1950年6月25日战争爆发,朝鲜人民军势如破竹。白善烨在洛东江的多富洞死守了近两个月,那是真刀真枪拼出来的。他站在前线喊出“向我开枪”,不是作秀,是真没退路了。
但他也耍了心眼。在人民军进攻最猛烈的时候,他故意让开一条路,把人民军引向美军预设的火力包围圈。这一招“诱敌深入”,让联合国军的飞机大炮把人民军炸得血肉横飞,也成就了韩军的“多富洞大捷”。
仁川登陆后,白善烨冲得最猛。他甚至拿出了日军1894年攻击平壤的战例说服美军,让他的部队率先攻入了故乡平壤。那是他人生的巅峰,衣锦还乡,风光无限。
但志愿军的入朝,把他打回了原形。
在云山,白善烨的撤退决定从战术上看是极其精明的。他避免了韩军第一师在准备不足的情况下与志愿军主力硬拼,保存了有生力量。但从战略上看,他把美军坑惨了。
美韩联军正在换防,阵脚不稳,志愿军趁乱突袭,美军骑兵第八团成了替死鬼。这件事后来成了军迷圈里的段子:韩国第一名将听到教官名字就跑,顺手卖了美军一个王牌团。
白善烨自己从来不觉得丢人。他在回忆录里直言不讳地承认自己怕王家善。他甚至爆料美军在云山战斗中的荒唐事:有的部队丢下装备就跑,有的甚至拿友军当挡箭牌。
他对志愿军和美军都有清醒的认识:志愿军真能打,美军真敢跑。
其实,白善烨怕的那个人——王家善,当时根本不在云山。志愿军五十军一五〇师确实在朝鲜,但云山战役时,他们并不在白善烨的正对面。
白善烨是被自己的想象吓跑的。但他基于对王家善的了解做出的判断——志愿军主力已到,不可力敌——却是无比正确的。
云山战役后,白善烨的仕途没受影响,反而因为洛东江的战功和“及时撤退”保存实力,继续步步高升。1951年他升任第一军军长,1953年33岁晋升大将。

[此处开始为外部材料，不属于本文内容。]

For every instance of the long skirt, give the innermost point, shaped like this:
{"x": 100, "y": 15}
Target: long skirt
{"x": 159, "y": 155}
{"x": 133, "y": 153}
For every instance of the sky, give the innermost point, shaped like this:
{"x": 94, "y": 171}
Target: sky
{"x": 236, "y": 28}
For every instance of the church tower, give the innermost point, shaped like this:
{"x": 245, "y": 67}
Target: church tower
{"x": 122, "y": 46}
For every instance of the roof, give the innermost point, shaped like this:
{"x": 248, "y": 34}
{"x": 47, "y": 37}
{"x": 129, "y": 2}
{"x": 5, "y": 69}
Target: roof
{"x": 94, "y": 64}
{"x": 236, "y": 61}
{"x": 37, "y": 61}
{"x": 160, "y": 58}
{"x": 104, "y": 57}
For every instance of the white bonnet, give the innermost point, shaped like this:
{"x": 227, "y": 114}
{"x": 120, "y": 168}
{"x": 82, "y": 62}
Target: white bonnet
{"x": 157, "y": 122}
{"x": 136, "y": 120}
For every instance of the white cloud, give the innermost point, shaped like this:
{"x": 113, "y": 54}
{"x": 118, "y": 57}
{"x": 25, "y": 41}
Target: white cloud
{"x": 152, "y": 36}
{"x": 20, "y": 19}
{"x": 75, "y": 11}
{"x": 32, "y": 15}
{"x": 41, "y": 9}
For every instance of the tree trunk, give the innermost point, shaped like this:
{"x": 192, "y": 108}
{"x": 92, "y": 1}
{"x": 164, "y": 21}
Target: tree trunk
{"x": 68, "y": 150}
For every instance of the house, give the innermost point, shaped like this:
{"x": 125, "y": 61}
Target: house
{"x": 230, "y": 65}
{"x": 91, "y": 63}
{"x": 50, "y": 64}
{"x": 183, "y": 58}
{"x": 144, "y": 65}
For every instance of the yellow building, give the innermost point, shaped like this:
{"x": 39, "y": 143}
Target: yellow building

但他这一辈子都活在争议里。2009年,他被列入亲日反民族行为名单,因为他在间岛特设队服役过,那支队伍镇压过抗日活动。他从未正面回应过,但这标签像影子一样跟着他。
2020年7月10日,首尔深夜。
百岁老人白善烨走完了一生。他的一生,是朝鲜半岛近现代史的缩影:出生在日据时代,成长在伪满时期,发迹在战争年代,辉煌在独裁时期,晚年在民主社会里争议中度过。
他和王家善,两条轨迹在伪满时期交汇,又在时代的洪流中分道扬镳。一个成了韩军的大将,一个成了解放军的师长。
白善烨是投机者,王家善是抉择者。
白善烨最清楚这两者的差距。所以当他在云山听到“王家善”三个字时,他不仅是害怕,更是一种自知之明——一个靠着殖民体系爬上来的所谓名将,在一个真正经历过生死考验、有坚定信仰的军人面前,心里那点底气瞬间就漏光了。
云山的枪声早已停息七十多年。
白善烨去世了,王家善1979年就去世了。当年的那场没能发生的师徒对决,成了一段近乎黑色幽默的历史插曲。
那个深夜,白善烨坐在吉普车上,看着北方的火光,心里想的也许不仅仅是庆幸,还有一丝无法言说的复杂情绪。他这一辈子,跑得比打得快,活得比谁都长。
首尔的夜依旧喧嚣,医院的心电图机拉成了一条直线。历史的尘埃,就这样轻轻落在了一个百岁老人的眉骨上。